Of course because we have increased the leverage in the system massively over the past 40 years, we went from the 1960s where printing $1 could lead to almost $1 worth of activity, to today where it takes over $5 to create $1 worth of GDP. The principle is the same, but the return on investment is just getting worse, that's all. For that reason we have been using a global liquidity index to track the size of the pile of money available, as it is the sole driver of financial assets prices at this point. Our EUR-USD 3M Libor analysis in comparison to the price of EURUSD if anything highlights how the availability of USD compared to EUR dominates the fluctuations of the currency pair and also drives the pricing of all assets, especially denominated in USD.
To illustrate, the recent fall in 3M Libor is driven by money fund managers chasing meager yields down to 25bps. Speaking with a close friend who works on a CP/CD dealing desk at a major banks last night, he said that they just had their best day in 2 years and that money was piling into just about any paper that yields anything more than 25bps. If you speak to a 30Y US Treasury trader at a major dealer, he will tell you how the recent vertical steepening in the 10s/30s curve is due to real money accounts, especially out of Asia, trying to lock in decent coupons. With mortgages trading rich and the front of the curve being pancake flat, they are pushed to buy 10Y Treasuries extanding the flattening down to longer maturities which leads to a vertical steepening in the very long end: every action has a reaction...
With that in mind we understand better why US equities have been climbing their way into unjustified territory in the face of disappointing data and with a serious case for a double dip building up. That has been something we have tried to highlight and track the best we could, and led me to be bullish in the near term in equities when my big picture view is in fact extremely bearish.
We have yet to see if liquidity, which has been supported by a weakening USD (easier to borrow a cheaper currency) is going to top out soon or if the slow grind lower in Libor and credit spreads will keep guiding us higher in risk appetite. Our recent observation of the MOVE index being in a territory where anyone selling in size below current levels in history ended up being bailed out by the government makes me very worried. Watching stocks and commodities is probably the wrong indicator of the actual developing bubble that really matters: the debt bubble. Libor rates below 50bs, too tight credit spreads, and too cheap volatility markets, clearly reflect that it now takes a lot more cash in the system to generate a bit of GDP, and subsequent equity appreciation. Meanwhile the day there is a glitch it is the volatility and credit markets that will explode the most.
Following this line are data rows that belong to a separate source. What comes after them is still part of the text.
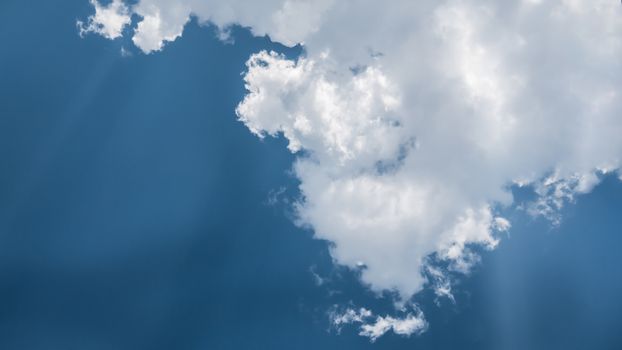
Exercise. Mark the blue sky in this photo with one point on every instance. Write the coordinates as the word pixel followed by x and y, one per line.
pixel 138 212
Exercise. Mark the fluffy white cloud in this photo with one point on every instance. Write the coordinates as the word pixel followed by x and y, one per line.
pixel 375 327
pixel 417 116
pixel 108 21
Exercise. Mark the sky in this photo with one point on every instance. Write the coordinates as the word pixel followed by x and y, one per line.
pixel 203 174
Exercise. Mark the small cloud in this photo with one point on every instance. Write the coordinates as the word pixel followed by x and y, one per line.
pixel 375 327
pixel 108 20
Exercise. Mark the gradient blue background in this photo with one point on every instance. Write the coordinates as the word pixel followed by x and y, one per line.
pixel 135 214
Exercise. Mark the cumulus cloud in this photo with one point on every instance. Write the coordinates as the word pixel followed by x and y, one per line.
pixel 374 327
pixel 417 117
pixel 108 20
Taking a step back from these fundamental considerations and watching the markets technically, we see that S&P and AUDUSD which are two excellent risk proxies are getting close to huge resistance levels. I have 2 different possible count for AUDUSD, but even the bullish case indicates that a pull-back here would take us back to 0.8625. The bearish case which I favor for the bigger picture gives me 0.9185 as a major resistance obtained in two different ways. We would clearly advise to start selling here. Without beating a dead horse, S&P futures give 1,126 resistance in hourly, 1,137.50 resistance in the 10-minute chart, and 1,136/1,147 resistance on th daily chart. So this cluster of upcoming resistances, combined with AUDUSD resistance, tells us that from a technical standpoint the move in risky assets is very close to an end and it may be time to turn bearish sooner than one thinks. Even if one is bullish S&P and my Elliott count is inaccurate, I see a necessary retracement down to 1,080 and possibly 1,064 at the minimum.